A global evaluation of streamflow drought characteristics
- 1Department of Geosciences, University of Oslo, Norway
- 2Norwegian Water Resources and Energy Directorate, Oslo, Norway
- 3IHP/HWRP Secretariat, Koblenz, Germany
- 4Institute of Hydrology, Albert-Ludwigs-Universität Freiburg, Germany
Abstract. How drought is characterised depends on the purpose and region of the study and the available data. In case of regional applications or global comparison a standardisation of the methodology to characterise drought is preferable. In this study the threshold level method in combination with three common pooling procedures is applied to daily streamflow series from a wide range of hydrological regimes.
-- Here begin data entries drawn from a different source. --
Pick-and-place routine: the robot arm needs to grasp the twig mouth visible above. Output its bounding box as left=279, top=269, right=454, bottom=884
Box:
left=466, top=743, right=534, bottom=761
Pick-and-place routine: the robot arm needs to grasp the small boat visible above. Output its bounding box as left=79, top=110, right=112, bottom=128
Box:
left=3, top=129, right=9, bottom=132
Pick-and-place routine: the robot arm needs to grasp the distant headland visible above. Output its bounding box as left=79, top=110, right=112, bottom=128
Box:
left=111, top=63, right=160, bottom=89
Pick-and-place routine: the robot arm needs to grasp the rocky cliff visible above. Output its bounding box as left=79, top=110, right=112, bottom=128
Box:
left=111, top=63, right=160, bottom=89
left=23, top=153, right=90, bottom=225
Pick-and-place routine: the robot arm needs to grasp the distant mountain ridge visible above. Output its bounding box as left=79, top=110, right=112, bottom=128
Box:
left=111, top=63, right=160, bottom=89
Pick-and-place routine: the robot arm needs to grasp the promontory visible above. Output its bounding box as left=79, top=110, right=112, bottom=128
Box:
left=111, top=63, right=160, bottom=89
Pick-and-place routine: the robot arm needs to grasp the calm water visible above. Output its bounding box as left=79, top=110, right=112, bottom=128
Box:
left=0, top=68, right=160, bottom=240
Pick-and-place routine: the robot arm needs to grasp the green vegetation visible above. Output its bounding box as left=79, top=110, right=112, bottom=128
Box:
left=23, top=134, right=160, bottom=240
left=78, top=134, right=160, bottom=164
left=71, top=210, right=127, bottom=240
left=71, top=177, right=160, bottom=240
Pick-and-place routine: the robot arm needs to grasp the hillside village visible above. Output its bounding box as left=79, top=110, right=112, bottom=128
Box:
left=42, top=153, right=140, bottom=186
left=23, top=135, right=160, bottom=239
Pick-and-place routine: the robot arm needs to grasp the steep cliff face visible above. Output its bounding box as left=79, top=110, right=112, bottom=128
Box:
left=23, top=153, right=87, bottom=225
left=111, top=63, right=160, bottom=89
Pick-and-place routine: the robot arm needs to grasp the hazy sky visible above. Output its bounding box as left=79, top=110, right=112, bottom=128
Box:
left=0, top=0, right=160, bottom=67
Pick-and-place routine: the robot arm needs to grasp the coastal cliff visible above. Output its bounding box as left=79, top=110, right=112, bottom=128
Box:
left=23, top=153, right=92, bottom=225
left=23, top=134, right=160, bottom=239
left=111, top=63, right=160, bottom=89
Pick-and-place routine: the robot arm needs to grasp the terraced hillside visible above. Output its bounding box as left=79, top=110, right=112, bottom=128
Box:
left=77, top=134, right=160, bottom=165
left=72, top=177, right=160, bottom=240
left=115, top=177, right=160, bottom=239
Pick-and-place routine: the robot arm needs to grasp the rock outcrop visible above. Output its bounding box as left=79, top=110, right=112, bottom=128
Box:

Drought deficit characteristics, such as drought duration and deficit volume, are derived, and the methods are evaluated for their applicability for regional studies. Three different pooling procedures are evaluated: the moving-average procedure (MA-procedure), the inter-event time method (IT-method), and the sequent peak algorithm (SPA). The MA-procedure proved to be a flexible approach for the different series, and its parameter, the averaging interval, can easily be optimised for each stream. However, it modifies the discharge series and might introduce dependency between drought events. For the IT-method it is more difficult to find an optimal value for its parameter, the length of the excess period, in particular for flashy streams. The SPA can only be recommended as pooling procedure for the selection of annual maximum series of deficit characteristics and for very low threshold levels to ensure that events occurring shortly after major events are recognized. Furthermore, a frequency analysis of deficit volume and duration is conducted based on partial duration series of drought events. According to extreme value theory, excesses over a certain limit are Generalized Pareto (GP) distributed. It was found that this model indeed performed better than or equally to other distribution models. In general, the GP-model could be used for streams of all regime types. However, for intermittent streams, zero-flow periods should be treated as censored data. For catchments with frost during the winter season, summer and winter droughts have to be analysed separately.